Comparing frequencies

I have two columns of word frequencies. Column A has 49 items (and each item's relative frequency value), and column B as 40 items. The values, for example, are like 12.83, 11.02 etc. The values are calculated by frequency relative to text length (so, the "frequencies" may not be actual frequencies so much as they are values.)

The first item is the highest value, the second item is the 2nd highest value etc. And the values form a curve.
Each column, therefore, has values that form a curve.
The first curve is much steeper than the second curve ... but how do I show that the steepness of the first curve is statistically significantly different from the steepness of the second curve?

Many thanks for any help!


TS Contributor
You have 89 cases (items), each has 3 characteristics: which group it belongs to (A vs. B), its frequency value, and its rank within its group.
You could perform a linear regression, regressing frequency value on rank, group and the rank*group interaction. The interaction will tell you whether the steepness of the regression line is different between groups A and B.

With kind regards

Thanks for the reply ... my issue though is that it's clearly a curve ... doesn't that mean that a linear regression is not an option?


TS Contributor
So you could search for a function which resembles the shape you observed. Something like rank^2 or log (rank) as predictors. Or maybe it is a nonlinear regression like e^rank.

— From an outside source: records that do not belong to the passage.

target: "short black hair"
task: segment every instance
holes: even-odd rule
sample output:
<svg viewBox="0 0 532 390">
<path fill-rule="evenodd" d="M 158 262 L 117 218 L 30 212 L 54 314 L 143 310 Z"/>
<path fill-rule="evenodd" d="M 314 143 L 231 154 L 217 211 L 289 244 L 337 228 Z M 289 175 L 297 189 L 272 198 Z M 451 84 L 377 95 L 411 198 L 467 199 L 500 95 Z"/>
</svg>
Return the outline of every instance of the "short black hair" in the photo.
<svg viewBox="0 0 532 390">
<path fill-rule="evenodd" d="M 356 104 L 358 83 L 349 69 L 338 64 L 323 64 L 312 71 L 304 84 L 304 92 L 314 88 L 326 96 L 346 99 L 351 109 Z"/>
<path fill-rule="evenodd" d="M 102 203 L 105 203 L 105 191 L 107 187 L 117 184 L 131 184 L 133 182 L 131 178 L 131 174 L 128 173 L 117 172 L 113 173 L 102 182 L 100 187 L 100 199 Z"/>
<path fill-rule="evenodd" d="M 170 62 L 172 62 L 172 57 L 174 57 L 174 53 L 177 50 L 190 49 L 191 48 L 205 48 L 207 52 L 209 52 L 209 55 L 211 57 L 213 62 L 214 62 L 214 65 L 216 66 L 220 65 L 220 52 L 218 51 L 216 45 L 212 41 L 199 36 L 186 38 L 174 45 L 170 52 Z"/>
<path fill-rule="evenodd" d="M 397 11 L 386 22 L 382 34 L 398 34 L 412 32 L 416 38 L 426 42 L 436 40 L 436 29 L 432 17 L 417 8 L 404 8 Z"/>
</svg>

Keep in mind that all this is just like playing around for fun, since your hypothesis and your model are being set up post-hoc, they are tailored to the peculiarities of your sample data, and p-values will not be seriously interpretable.

With kind regards

Agreed - it's post hoc. But it would be a method I would then be able to use for future analyses.

So, let's say I have a function that resembles my shape. Indeed, I would have two of them. This brings me back tot he question; how do I compare them?

As of now, this is what I do.
I compare the highest value for column A with the highest value of column B - and note the "winner."
I repeat this for each point, noting the winner each time.
I then use Fisher's Exact to asses the number of winners for Column X (given the number of chances Column X had to be a winner).
And this works just fine when there are the same number of items in each column.
Yes, this approach doesn't take into account the size of the difference between points, but in my data sets, the first point difference will always be extremely large, the second much less so, and after about five points, the differences are very small indeed. So if I do take into account the "size of the difference" then I'm giving too much power to the first point. For this reason, I feel the Fisher's Exact approach has some merit. Some "conservative" merit (and obviously some weaknesses).

I'd appreciate your continued thoughts ...

And I really do appreciate your input.